Re: [PATCH 0/4] sched/fair: SMT-aware asymmetric CPU capacity
From: Dietmar Eggemann
Date: Wed Apr 01 2026 - 08:38:50 EST
On 31.03.26 11:04, Andrea Righi wrote:
> Hi Dietmar,
>
> On Tue, Mar 31, 2026 at 12:30:55AM +0200, Dietmar Eggemann wrote:
>> Hi Andrea,
>>
>> On 26.03.26 16:02, Andrea Righi wrote:
[...]
>> So does (2) with NO_SIS_UTIL performs worse than (1) with your smt
>> related add-ons in sic()?
>
> Thanks for running these experiments and sharing the data, this is very
> useful!
>
> I did a quick test on Vera using the NVBLAS benchmark, comparing NO
> ASYM_CPUCAPACITY with and without SIS_UTIL, but the difference seems to be
> within error range. I'll also run DCPerf MediaWiki with all the different
I'm not familiar with the NVBLAS benchmark. Does it drive your system
into 'sd->shared->nr_idle_scan = 0' state?
We just have to understand where this benefit of using sic() instead of
sis() is coming from. I'm doubtful that this is the best_cpu thing after
if (!choose_idle_cpu(cpu, p)) in sic()'s for_each_cpu_wrap(cpu, cpus,
target) loop given that the CPU capacity diffs are so small.
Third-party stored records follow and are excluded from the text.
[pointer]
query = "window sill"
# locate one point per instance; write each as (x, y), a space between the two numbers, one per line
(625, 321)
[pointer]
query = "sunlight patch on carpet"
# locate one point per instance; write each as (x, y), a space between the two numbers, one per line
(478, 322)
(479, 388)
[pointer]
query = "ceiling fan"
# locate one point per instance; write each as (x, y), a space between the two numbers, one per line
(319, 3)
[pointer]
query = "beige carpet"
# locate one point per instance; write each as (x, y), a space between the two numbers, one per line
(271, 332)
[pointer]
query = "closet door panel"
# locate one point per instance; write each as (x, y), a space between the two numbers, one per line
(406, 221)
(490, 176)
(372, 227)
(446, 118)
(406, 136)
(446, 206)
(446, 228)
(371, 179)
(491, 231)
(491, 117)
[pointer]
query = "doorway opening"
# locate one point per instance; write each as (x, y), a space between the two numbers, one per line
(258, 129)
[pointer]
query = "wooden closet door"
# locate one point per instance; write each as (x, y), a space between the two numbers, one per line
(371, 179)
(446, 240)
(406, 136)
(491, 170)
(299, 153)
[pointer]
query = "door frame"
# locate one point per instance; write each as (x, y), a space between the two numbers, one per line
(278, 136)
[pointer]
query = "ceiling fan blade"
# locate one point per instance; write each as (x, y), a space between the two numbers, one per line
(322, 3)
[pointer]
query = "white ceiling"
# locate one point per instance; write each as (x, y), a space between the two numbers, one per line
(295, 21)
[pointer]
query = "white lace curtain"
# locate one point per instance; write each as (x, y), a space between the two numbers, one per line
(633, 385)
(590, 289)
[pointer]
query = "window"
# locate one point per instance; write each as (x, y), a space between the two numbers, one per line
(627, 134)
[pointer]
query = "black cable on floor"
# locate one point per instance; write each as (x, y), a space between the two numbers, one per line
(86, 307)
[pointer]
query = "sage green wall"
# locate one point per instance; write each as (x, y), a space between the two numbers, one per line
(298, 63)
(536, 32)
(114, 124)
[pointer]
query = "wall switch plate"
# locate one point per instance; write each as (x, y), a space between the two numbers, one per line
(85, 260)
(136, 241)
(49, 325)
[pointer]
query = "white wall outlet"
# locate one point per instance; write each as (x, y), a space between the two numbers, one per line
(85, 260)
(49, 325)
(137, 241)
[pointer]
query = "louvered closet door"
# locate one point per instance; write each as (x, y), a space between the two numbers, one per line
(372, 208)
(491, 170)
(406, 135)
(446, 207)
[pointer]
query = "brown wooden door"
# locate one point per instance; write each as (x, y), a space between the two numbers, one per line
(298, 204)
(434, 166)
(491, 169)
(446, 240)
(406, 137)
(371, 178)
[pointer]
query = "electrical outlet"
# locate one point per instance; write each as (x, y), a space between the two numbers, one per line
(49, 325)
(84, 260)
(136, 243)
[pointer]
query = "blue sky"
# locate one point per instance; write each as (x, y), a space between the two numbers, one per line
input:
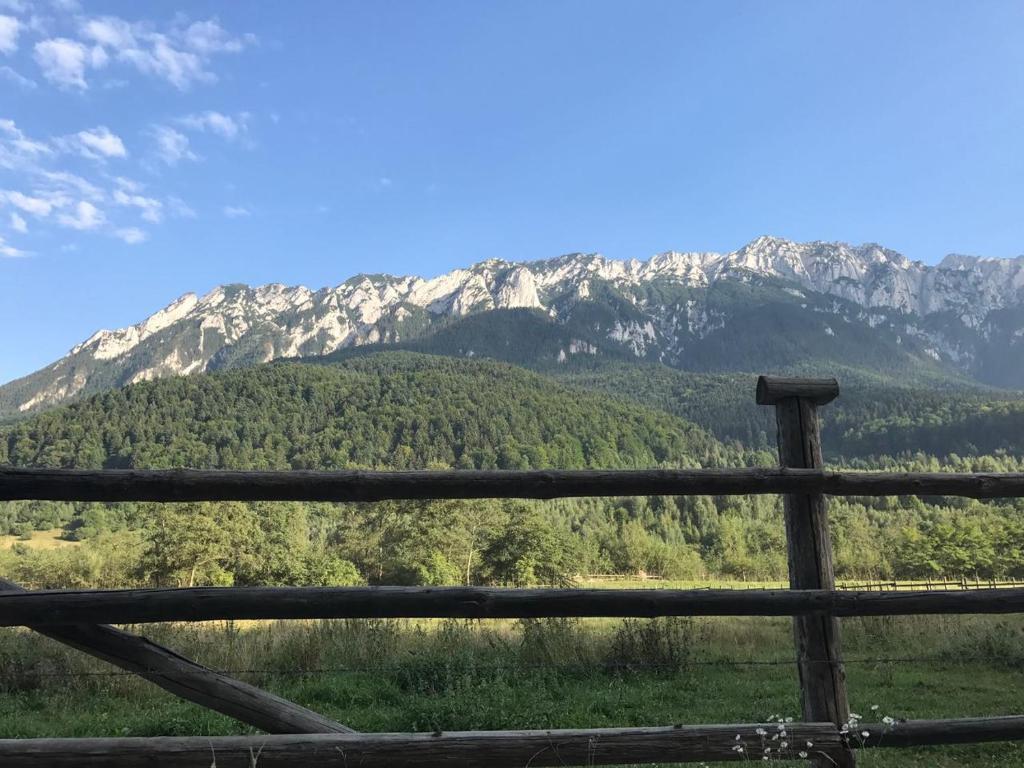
(152, 148)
> configurations to see if I get similar results.
>
> More in general, I agree that for small capacity differences (e.g., within
> ~5%) the benefits of using ASYM_CPUCAPACITY is questionable. And I'm also
> fine to go back to the idea of grouping together CPUS within the 5%
> capacity window, if we think it's a safer approach (results in your case
> are quite evident, and BTW, that means we also shouldn't have
> ASYM_CPU_CAPACITY on Grace, so in theory the 5% threshold should also
> improve performance on Grace, that doesn't have SMT).
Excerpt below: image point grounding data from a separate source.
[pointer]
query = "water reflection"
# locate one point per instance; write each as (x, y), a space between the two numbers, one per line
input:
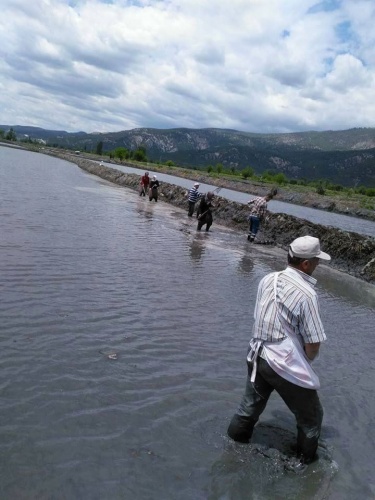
(246, 264)
(197, 247)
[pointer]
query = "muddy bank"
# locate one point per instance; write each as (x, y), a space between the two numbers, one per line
(351, 253)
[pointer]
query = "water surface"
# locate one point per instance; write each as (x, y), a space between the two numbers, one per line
(122, 351)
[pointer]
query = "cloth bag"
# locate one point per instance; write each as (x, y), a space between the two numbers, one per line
(286, 357)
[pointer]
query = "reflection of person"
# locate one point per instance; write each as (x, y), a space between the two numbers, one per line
(145, 181)
(193, 196)
(204, 214)
(257, 213)
(296, 312)
(197, 248)
(153, 192)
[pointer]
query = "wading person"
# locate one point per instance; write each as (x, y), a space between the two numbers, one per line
(193, 196)
(204, 214)
(257, 213)
(287, 333)
(145, 181)
(153, 191)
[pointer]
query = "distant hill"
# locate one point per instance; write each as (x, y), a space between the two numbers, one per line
(344, 157)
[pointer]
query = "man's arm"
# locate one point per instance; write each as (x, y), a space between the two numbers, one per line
(312, 350)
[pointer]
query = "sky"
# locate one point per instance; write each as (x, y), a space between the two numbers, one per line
(264, 66)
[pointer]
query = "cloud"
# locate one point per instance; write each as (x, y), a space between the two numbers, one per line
(246, 64)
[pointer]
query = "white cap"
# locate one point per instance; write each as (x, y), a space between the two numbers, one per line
(307, 247)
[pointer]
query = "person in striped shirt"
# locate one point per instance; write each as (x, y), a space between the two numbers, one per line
(193, 196)
(257, 213)
(296, 310)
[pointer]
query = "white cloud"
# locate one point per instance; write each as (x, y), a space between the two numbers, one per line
(246, 64)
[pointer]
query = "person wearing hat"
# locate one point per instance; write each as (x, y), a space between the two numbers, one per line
(286, 306)
(193, 196)
(153, 191)
(145, 181)
(258, 212)
(204, 214)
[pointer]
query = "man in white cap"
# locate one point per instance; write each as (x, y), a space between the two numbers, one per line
(286, 309)
(153, 191)
(193, 196)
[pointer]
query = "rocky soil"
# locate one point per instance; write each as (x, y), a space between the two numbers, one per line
(351, 253)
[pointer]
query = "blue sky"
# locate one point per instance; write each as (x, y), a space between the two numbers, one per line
(252, 65)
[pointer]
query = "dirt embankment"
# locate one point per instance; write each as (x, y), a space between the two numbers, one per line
(351, 253)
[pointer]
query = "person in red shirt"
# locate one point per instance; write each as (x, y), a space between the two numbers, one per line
(145, 181)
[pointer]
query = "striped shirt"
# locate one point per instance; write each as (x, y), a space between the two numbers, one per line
(298, 306)
(259, 206)
(194, 194)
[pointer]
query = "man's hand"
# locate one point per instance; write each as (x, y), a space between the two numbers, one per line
(312, 350)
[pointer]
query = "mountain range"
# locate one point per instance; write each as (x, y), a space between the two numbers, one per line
(344, 157)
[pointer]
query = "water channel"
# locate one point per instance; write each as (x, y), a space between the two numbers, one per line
(345, 222)
(122, 352)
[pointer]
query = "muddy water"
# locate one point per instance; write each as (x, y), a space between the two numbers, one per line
(340, 221)
(123, 339)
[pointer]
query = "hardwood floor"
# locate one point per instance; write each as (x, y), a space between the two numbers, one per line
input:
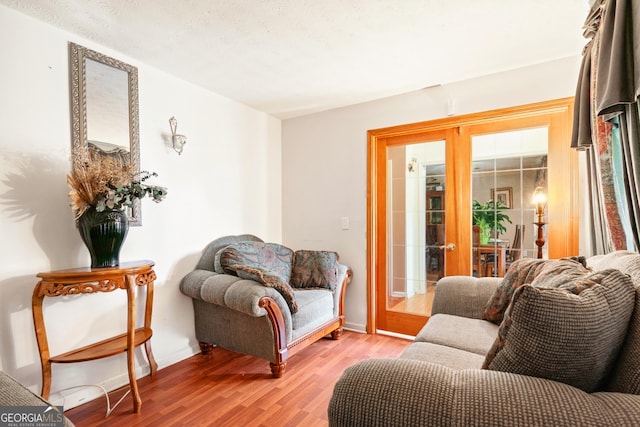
(231, 389)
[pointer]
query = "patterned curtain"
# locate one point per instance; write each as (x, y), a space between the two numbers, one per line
(606, 122)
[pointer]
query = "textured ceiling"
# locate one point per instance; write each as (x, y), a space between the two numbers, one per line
(295, 57)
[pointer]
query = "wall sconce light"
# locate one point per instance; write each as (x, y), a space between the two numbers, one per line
(413, 165)
(177, 140)
(540, 200)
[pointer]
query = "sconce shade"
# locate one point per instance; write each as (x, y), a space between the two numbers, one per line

There shouldn't be so many machines with these binning-introduced small
CPU capacity diffs out there? In fact, I only know about your Grace
(!smt) and Vera (smt) machines.
> That said, I still think there's value in adding SMT awareness to
> select_idle_capacity(). Even if we decide to avoid ASYM_CPUCAPACITY for
> small capacity deltas, we should ensure that the behavior remains
> reasonable if both features are enabled, for any reason. Right now, there
> are cases where the current behavior leads to significant performance
> degradation (~2x), so having a mechanism to prevent clearly suboptimal task
> placement still seems worthwhile. Essentially, what I'm saying is that one
> thing doesn't exclude the other.
IMHO, in case we would know where this improvement is coming from using
sic() instead of default sis() (which already as smt support) then
maybe, it's a lot of extra code at the end ... And mobile big.LITTLE
(with larger CPU capacity diffs) doesn't have smt.